Present crop, meaning the crop currently in the minors? Max Stassi looks to have advanced GC chops; Jorge Alfaro (only 17 years-old) has a legit 7 arm and can already pop in the 1.9 range; Justin O'Conner has the skills (arm/feet) to become a plus defender; Tony Sanchez will develop into an above-average catcher at the major league level (defensively speaking); Salvador Perez's defense doesn't receive enough credit. I really like his chops behind the plate.

At the major league level, I have a soft spot for Matt Wieters. I love watching him behind the plate.
If you were running the Orioles and the Rangers offered Alfaro for Wieters, would you

A) Immediately Accept
B) Immediately Accept and throw in Machado just to be safe
I have a question about pop times. Two-tenths of a second from, say, a plus time of 1.85 seconds to an apparently slower-than-average time of 2.05 seconds points towards a ... very high level of confidence in the human thumb. If I recall correctly, the conversion for manual timing to a speculative electronic timing for sprint events in track and field is .24 seconds, for instance.

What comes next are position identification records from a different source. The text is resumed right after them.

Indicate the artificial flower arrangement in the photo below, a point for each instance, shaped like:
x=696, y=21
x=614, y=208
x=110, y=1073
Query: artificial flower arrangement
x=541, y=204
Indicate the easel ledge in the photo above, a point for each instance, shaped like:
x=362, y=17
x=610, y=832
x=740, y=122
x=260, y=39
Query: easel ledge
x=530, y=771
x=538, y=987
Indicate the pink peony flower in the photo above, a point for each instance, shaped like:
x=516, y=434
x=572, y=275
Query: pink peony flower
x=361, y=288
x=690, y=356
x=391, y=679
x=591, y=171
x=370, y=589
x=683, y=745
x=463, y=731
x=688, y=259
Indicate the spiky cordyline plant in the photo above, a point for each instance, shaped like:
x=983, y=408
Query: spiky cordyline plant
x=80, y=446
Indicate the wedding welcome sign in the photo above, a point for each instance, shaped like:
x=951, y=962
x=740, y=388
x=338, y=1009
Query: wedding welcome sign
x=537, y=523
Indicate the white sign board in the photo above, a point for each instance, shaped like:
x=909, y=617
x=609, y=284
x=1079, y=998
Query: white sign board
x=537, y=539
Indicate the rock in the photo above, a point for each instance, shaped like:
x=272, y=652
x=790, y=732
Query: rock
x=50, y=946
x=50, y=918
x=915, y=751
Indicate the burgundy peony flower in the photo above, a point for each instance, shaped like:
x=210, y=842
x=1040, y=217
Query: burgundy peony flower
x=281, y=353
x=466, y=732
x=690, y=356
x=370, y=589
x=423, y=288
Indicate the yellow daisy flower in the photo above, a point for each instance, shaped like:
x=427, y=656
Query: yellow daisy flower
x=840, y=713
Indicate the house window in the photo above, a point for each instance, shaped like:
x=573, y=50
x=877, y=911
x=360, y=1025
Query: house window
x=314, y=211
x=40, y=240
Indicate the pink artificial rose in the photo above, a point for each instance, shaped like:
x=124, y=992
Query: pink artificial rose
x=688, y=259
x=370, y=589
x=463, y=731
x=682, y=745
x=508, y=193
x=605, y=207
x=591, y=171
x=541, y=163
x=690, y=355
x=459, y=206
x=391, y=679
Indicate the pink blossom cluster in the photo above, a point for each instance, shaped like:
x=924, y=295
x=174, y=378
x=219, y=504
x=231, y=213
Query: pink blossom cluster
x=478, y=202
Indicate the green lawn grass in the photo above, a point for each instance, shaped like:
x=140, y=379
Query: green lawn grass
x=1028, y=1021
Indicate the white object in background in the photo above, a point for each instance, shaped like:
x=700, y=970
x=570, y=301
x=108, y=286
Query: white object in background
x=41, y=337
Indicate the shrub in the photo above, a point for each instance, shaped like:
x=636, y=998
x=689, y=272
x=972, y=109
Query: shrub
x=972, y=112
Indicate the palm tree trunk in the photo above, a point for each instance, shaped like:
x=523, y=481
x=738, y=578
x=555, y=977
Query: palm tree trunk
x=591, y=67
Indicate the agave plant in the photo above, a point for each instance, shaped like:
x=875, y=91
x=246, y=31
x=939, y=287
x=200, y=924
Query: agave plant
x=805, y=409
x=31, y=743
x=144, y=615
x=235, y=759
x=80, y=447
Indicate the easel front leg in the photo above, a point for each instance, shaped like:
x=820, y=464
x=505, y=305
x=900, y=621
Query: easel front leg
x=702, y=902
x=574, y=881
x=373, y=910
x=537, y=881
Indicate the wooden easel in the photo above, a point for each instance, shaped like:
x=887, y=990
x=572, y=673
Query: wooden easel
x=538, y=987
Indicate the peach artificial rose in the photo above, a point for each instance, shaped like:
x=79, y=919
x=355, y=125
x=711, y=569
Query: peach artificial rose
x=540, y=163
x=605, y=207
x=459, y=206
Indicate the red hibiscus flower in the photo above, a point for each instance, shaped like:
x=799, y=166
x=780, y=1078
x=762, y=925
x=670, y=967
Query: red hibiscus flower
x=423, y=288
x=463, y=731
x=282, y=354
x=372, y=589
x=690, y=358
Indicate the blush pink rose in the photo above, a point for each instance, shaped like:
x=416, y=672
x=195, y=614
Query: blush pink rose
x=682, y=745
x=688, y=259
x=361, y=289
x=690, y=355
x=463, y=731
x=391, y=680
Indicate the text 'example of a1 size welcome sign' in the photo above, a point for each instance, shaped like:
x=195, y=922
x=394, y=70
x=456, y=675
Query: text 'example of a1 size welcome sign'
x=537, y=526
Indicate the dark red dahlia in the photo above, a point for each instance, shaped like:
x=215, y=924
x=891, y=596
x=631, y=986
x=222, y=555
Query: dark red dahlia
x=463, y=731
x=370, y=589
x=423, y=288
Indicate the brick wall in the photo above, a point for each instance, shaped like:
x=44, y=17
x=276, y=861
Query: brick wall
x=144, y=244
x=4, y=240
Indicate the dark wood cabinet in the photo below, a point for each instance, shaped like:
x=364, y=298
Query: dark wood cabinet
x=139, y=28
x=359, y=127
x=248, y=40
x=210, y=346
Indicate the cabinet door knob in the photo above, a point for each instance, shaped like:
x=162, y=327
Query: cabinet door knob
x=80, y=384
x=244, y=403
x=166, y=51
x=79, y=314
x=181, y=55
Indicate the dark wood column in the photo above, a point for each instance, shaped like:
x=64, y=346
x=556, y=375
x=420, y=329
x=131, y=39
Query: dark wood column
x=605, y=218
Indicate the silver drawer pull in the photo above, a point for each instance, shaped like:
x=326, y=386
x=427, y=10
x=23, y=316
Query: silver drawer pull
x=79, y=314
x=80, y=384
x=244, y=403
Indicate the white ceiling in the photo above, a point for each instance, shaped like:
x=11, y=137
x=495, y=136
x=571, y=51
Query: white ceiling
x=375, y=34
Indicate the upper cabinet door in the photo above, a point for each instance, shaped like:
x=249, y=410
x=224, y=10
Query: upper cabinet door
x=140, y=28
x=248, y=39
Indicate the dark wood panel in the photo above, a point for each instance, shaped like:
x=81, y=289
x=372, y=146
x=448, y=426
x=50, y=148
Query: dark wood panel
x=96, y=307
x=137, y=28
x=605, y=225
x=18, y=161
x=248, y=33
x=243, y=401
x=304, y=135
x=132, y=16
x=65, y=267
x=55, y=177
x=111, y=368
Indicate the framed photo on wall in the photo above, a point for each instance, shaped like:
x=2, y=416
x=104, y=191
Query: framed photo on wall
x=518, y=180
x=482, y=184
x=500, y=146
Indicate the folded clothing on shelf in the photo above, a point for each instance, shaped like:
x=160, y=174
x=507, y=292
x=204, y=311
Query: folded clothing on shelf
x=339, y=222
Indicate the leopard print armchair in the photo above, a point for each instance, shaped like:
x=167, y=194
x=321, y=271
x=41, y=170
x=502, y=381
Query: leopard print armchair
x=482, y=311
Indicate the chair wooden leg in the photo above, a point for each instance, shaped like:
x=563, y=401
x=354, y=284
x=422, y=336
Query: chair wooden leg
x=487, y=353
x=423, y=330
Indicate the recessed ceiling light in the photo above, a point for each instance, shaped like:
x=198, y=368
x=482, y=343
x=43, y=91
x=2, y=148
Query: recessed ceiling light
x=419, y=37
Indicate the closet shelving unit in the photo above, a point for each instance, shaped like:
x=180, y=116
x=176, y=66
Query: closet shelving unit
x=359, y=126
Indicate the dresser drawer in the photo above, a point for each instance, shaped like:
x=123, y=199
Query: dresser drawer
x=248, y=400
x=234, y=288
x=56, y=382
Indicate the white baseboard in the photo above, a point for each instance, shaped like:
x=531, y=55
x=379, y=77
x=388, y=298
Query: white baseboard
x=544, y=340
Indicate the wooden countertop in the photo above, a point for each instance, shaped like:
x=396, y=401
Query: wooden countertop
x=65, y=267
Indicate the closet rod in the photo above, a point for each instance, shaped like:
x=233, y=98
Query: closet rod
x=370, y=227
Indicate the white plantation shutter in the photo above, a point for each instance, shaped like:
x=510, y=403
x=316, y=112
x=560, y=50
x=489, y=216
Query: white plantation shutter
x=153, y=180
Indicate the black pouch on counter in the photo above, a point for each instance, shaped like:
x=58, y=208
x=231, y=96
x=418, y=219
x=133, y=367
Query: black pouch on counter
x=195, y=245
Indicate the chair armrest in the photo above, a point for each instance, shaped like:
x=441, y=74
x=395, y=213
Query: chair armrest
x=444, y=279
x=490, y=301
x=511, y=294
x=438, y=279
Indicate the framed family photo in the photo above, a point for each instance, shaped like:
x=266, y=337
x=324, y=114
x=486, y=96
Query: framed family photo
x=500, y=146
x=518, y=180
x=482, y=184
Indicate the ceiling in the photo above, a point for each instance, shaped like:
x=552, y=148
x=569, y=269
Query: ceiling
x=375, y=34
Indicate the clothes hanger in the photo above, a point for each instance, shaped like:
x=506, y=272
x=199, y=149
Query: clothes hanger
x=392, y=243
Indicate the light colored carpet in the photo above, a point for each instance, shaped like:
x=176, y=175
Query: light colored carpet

Is this the kind of measure that scouts gain certainty of through volume? How many times do you need to see a catcher do this in order to think you've got it right?
As with any time you record, you want to collect enough data to find the certainty you speak of. Normally, I throw out the fastest/slowest times, just like with velocity readings on a gun. The more readings you can collect, the more confidence you will have in the consensus.
An article on Wieters on the Baltimore Sun site today says his release time is 1.8.
Loved the article Jason. Can't wait for the additional pieces.
Drift is never something you hear about in minor league catching prospects. It seem that the marginal catcher prospects (marginal as catchers, not as hitters) like Montero are "not catchers" because they have a slow release or lack the fluidity you long for or can't call a game. Are there any examples that come to mind of high-minors catching prospects who have failed to improve on this area and will be moved for that reason?
Great sentence: "I will not conclude that the intangible aspects of the relationship are insignificant based on insufficient evidence"

Intangibles cannot be measured well by current statistical tools. It does not mean they don't exist.
I've sometimes wondered that with a veteran pitcher who already knows how he wants to pitch to each hitter, if it would be better for the catcher to just forgo giving signals altogether. Just set the glove in the middle of the strike zone and let the pitcher throw whatever pitch at whatever location he pleases. That way there are no issues with the pitcher and catcher having to agree on the pitch. The pitcher gets the ball and pitches it. Seems like it would be a great way for a pitcher to get into a rythmn since he doesn't have to wait for the catcher to signal the desired pitch.